Lest the reader thinks Brown is an ivory tower type, let us have a taste of his poem, “Bullet Points.”

I will not shoot myself
In the head, and I will not shoot myself
In the back,
and I will not hang myself
With a trashbag, and if I do, I promise you, I
will not do it
In a police car while handcuffed
Or in the jail cell of a town
I only know the name of
Because I have to drive through it
To get home.

See the remainder of “Bullet Points” at one of several sites online or in “The Tradition.”

Says poet Katie Bickham, lecturer in English at Centenary, “Combining narrative, persona and lyric poetry, Brown weaves through his collection, “The New Testament,” a simultaneously biographical and political crying out for a new way of looking at the world. His poems are welcoming and challenging, familiar and surprising. This is everything we want from a good read.”

Brown explained to the “Emory Wheel” that the shooting and death of 12-year-old Tamir Rice in 2014 and “the images of unarmed people being murdered by the police for no reason,” influenced him in creating the work.

He aims to continue pushing the boundaries around him, he told “The Wheel,” using poetry to convey the limitless possibilities available once an individual sets a goal. Brown cited former President Barack Obama as an example: “As America’s first black president, many black individuals did not fathom the possibility until it happened.” He believes that “people that are our biggest role models who really made a difference are not just talented people; they’re also people who thought about doing what had been done before in a brand new way.”

Interviewed by the British publication, the Guardian Weekly, he said, “I grew up in a religious family – it was a requirement that we knew the scriptures. In 2010, I became very ill with HIV. I had not, for a while, thought about the relationship I had with God. I had spent so much time, as a child, talking with God and felt he was speaking to me. When I got sick, I wondered what he would say about this devastating thing. I wondered if God could comfort me in the ways I had once been taught to comfort myself. The Bible became the mythology around which I could create: The sound of scriptures came through my ear and into the poetry.”

Asked by Guardian interviewer Kate Kellaway, “Was it difficult to continue the conversation with God when, in many religious circles, if you are gay, you are treated as a pariah?” He responded, “I go to a church that is not based on fear of people. I’m not interested in any philosophy that needs inferior people for its worshippers to feel superior. Evangelical Christianity remains violently homophobic. There are religious people who do not understand why you are alive if you are gay.”

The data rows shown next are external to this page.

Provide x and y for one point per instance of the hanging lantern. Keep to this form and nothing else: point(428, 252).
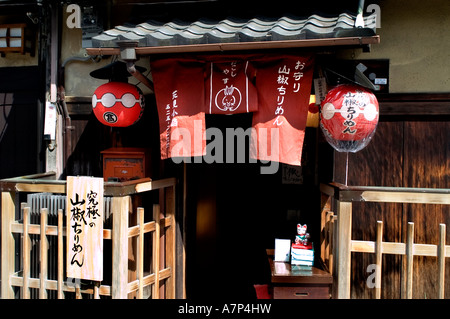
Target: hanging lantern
point(118, 104)
point(348, 118)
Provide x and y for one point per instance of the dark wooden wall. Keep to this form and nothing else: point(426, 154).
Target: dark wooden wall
point(407, 151)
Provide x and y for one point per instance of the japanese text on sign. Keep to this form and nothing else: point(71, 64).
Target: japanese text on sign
point(84, 220)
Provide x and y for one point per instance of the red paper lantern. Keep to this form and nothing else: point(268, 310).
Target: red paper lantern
point(118, 104)
point(349, 117)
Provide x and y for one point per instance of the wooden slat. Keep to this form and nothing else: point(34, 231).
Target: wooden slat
point(344, 218)
point(60, 255)
point(150, 279)
point(120, 210)
point(43, 254)
point(7, 244)
point(17, 281)
point(441, 260)
point(156, 251)
point(394, 248)
point(406, 197)
point(363, 246)
point(409, 260)
point(379, 259)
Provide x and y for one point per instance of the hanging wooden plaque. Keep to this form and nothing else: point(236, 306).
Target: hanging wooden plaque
point(84, 220)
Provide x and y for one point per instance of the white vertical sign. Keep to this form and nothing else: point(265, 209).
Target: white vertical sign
point(85, 228)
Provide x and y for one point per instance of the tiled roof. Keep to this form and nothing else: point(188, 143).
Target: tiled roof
point(235, 30)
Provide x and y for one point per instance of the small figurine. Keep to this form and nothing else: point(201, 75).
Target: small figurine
point(302, 236)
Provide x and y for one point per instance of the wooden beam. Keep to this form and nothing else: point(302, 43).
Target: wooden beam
point(237, 46)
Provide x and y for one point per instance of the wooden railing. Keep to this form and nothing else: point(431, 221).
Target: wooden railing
point(126, 240)
point(337, 243)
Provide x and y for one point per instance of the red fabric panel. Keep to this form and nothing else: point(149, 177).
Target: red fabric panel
point(229, 86)
point(283, 83)
point(179, 93)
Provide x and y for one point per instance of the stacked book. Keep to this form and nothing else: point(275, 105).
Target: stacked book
point(302, 254)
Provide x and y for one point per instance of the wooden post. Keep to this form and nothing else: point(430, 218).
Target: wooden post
point(26, 254)
point(60, 255)
point(156, 251)
point(120, 209)
point(441, 260)
point(140, 253)
point(7, 252)
point(379, 259)
point(344, 221)
point(409, 259)
point(170, 242)
point(44, 254)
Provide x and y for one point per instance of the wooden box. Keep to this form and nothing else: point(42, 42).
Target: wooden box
point(298, 282)
point(121, 164)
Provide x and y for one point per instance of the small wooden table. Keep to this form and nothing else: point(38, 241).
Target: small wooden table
point(298, 282)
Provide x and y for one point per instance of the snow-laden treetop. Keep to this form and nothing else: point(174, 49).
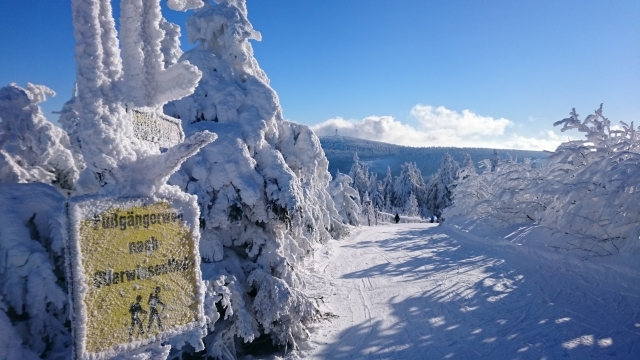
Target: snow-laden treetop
point(111, 81)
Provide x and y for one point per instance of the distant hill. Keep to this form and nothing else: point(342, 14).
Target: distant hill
point(378, 155)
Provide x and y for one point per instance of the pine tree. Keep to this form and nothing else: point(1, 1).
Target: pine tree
point(495, 160)
point(261, 187)
point(387, 191)
point(346, 199)
point(440, 187)
point(360, 175)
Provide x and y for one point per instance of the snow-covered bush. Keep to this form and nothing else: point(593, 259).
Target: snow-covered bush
point(261, 187)
point(34, 308)
point(585, 189)
point(31, 148)
point(409, 182)
point(346, 199)
point(441, 186)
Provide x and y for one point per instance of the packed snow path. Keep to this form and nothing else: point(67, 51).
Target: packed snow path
point(418, 291)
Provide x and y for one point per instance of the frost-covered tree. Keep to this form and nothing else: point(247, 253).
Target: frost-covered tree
point(495, 160)
point(409, 181)
point(439, 189)
point(411, 207)
point(261, 187)
point(583, 190)
point(346, 199)
point(467, 169)
point(31, 148)
point(360, 175)
point(34, 307)
point(387, 191)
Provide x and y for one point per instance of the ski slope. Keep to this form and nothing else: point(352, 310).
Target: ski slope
point(419, 291)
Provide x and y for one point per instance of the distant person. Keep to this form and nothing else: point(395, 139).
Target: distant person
point(154, 302)
point(136, 311)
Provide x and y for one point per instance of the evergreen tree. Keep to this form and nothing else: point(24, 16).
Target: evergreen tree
point(346, 199)
point(409, 182)
point(411, 207)
point(387, 191)
point(360, 176)
point(495, 159)
point(468, 168)
point(441, 186)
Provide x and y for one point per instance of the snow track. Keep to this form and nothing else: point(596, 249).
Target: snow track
point(418, 291)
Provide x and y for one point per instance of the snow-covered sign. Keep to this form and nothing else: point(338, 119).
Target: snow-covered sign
point(148, 125)
point(135, 271)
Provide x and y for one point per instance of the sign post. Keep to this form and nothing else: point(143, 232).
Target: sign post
point(135, 273)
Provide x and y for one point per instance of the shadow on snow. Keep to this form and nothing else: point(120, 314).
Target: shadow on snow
point(454, 301)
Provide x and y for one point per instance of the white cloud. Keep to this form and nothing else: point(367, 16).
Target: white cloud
point(465, 124)
point(441, 127)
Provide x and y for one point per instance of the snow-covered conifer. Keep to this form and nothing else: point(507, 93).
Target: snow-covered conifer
point(262, 186)
point(34, 308)
point(583, 189)
point(495, 160)
point(31, 148)
point(440, 187)
point(346, 199)
point(411, 207)
point(387, 191)
point(360, 176)
point(409, 181)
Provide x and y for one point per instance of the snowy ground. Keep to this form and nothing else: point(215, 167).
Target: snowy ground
point(418, 291)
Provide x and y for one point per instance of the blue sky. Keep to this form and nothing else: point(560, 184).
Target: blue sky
point(402, 71)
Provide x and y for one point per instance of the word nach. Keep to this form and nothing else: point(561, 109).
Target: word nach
point(111, 277)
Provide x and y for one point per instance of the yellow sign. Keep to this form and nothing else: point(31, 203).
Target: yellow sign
point(139, 273)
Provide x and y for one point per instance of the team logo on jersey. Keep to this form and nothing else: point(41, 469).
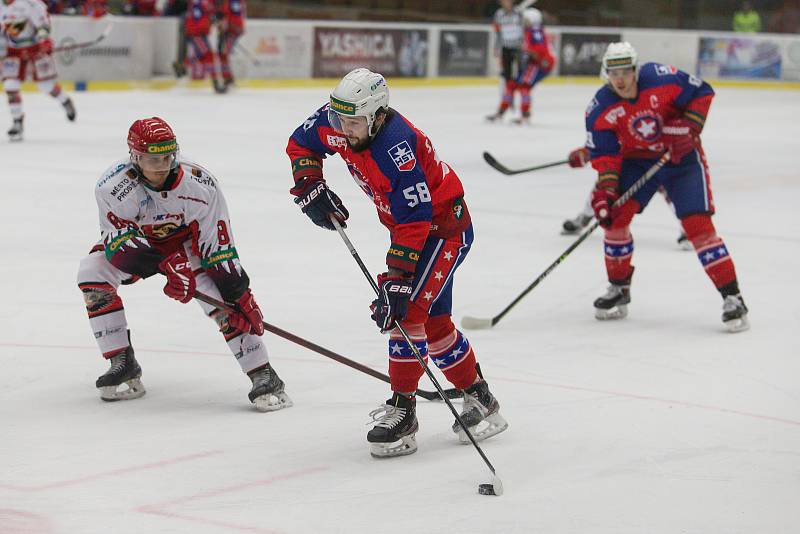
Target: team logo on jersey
point(665, 70)
point(645, 126)
point(403, 156)
point(337, 141)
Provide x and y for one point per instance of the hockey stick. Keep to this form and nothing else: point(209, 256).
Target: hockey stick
point(505, 170)
point(429, 395)
point(93, 42)
point(476, 323)
point(496, 486)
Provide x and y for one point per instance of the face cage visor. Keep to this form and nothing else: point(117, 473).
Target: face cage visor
point(155, 162)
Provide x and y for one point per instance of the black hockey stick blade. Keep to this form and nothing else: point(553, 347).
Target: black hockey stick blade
point(492, 161)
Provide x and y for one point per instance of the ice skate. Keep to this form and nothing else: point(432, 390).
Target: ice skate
point(124, 370)
point(268, 390)
point(614, 304)
point(573, 226)
point(684, 243)
point(69, 107)
point(480, 414)
point(395, 427)
point(734, 314)
point(15, 132)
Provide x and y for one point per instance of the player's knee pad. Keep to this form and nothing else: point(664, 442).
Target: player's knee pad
point(699, 229)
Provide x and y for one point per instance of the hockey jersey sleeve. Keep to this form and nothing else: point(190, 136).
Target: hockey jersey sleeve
point(604, 146)
point(213, 239)
point(695, 99)
point(306, 149)
point(125, 246)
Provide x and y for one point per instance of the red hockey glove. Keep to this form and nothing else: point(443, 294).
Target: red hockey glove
point(45, 47)
point(391, 305)
point(180, 278)
point(579, 157)
point(603, 197)
point(680, 139)
point(319, 202)
point(247, 317)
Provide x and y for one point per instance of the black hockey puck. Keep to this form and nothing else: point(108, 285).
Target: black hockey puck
point(486, 489)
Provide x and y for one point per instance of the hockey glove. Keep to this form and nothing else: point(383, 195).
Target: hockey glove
point(603, 197)
point(680, 138)
point(391, 305)
point(578, 157)
point(180, 278)
point(247, 317)
point(319, 202)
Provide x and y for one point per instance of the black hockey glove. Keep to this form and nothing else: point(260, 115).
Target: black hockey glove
point(391, 305)
point(319, 202)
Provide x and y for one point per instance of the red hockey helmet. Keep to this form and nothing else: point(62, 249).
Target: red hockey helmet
point(153, 146)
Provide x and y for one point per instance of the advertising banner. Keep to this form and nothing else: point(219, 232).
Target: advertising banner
point(733, 57)
point(390, 52)
point(582, 53)
point(463, 53)
point(273, 50)
point(126, 53)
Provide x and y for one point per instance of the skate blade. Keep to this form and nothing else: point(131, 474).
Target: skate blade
point(737, 325)
point(272, 402)
point(403, 447)
point(135, 389)
point(491, 426)
point(617, 312)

What has teaching creative writing taught you?

“How to break rules. Whenever I lay down a maxim to students, it makes them want to overcome it. Poetry is about surprise. Every time you write a line, you want to subvert it … When I’m writing, I think of myself when I was 19 and younger. That’s the person I think of as audience.”

Pulitzer Prize winner Jericho Brown is a C.E. Byrd High School graduate.